Une commune bretonne se divise sur un projet d’accueil des réfugiés

Les manifestations ont réuni plus de 500 personnes.  - Credit:Nicolas Créach / MAXPPP / PHOTOPQR/LE TELEGRAMME/MAXPPP
Les manifestations ont réuni plus de 500 personnes. - Credit:Nicolas Créach / MAXPPP / PHOTOPQR/LE TELEGRAMME/MAXPPP

Le projet d'accueil de réfugiés dans la commune rurale de Callac (Côtes-d'Armor) divise les quelque 2 200 habitants du bourg et de ses environs. Samedi 5 novembre, deux manifestations étaient ainsi organisées : l'une pour soutenir ce projet, l'autre pour le dénoncer. L'ambiance était tendue, selon une journaliste de l'Agence France-Presse (AFP) sur place.

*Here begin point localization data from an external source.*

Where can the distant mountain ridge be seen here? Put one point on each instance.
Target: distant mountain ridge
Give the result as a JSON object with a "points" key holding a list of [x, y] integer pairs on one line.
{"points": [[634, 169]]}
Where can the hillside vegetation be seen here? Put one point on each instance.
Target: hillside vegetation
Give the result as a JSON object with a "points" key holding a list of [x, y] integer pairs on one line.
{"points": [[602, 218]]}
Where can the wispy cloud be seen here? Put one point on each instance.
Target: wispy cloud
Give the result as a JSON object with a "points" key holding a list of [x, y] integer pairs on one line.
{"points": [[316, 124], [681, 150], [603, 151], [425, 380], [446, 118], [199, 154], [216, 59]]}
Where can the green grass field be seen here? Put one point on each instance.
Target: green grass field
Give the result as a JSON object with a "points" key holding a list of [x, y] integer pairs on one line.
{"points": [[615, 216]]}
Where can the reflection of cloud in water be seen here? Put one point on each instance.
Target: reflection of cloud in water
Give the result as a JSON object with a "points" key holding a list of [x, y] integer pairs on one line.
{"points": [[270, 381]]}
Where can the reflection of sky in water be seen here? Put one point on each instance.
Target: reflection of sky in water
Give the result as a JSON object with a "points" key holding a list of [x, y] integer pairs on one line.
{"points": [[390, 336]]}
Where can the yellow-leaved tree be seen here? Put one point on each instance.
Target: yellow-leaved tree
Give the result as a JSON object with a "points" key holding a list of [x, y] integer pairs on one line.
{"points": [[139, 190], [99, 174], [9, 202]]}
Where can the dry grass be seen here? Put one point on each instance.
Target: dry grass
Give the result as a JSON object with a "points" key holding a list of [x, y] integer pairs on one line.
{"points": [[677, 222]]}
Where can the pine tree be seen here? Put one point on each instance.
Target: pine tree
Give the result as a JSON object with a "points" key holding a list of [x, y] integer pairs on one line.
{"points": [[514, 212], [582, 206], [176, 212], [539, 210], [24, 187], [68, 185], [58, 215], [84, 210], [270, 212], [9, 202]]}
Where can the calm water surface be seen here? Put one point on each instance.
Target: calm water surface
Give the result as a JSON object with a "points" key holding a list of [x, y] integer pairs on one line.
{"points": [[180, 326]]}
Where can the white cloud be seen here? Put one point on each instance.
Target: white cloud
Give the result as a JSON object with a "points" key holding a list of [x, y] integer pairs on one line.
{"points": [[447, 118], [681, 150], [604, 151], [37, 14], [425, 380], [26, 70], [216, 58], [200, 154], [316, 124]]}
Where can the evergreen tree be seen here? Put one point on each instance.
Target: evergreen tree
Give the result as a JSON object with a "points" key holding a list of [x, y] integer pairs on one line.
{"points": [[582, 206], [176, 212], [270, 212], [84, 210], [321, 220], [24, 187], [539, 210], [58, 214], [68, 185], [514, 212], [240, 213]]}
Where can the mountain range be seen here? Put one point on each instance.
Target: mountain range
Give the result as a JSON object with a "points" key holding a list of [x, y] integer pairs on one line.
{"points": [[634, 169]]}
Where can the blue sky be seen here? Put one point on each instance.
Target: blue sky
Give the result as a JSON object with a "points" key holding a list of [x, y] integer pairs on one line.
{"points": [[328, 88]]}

Les deux rassemblements étaient encadrés par un important dispositif policier, dont plus d'une centaine de gendarmes et un cordon séparant les deux groupes. Distants de quelques centaines de mètres, ils ont eu lieu en même temps devant la mairie, où plusieurs opposants, dont l'eurodéputé Gilbert Collard (Reconquête !, le parti d'Éric Zemmour) ont pris la parole, et en périphérie du bourg où les défenseurs du projet se sont réunis lors d'un pique-nique festif.

Quelques tirs de projectiles et de lacrymogènes ont eu lieu lors d'un face-à-face entre les forces de l'ordre et une partie du cortège des défenseurs du projet, qui tentaient de rejoindre le rassemblement des opposants, soutenus, notamment, par plusieurs membres de Reconquête !. « Ce n'est que de la récupération politique de bas étage », a déclaré à l'AFP Laure-Line Inderbitzin, adjointe au maire de Callac, commune qu'elle décrit comme une « terre d'accueil ».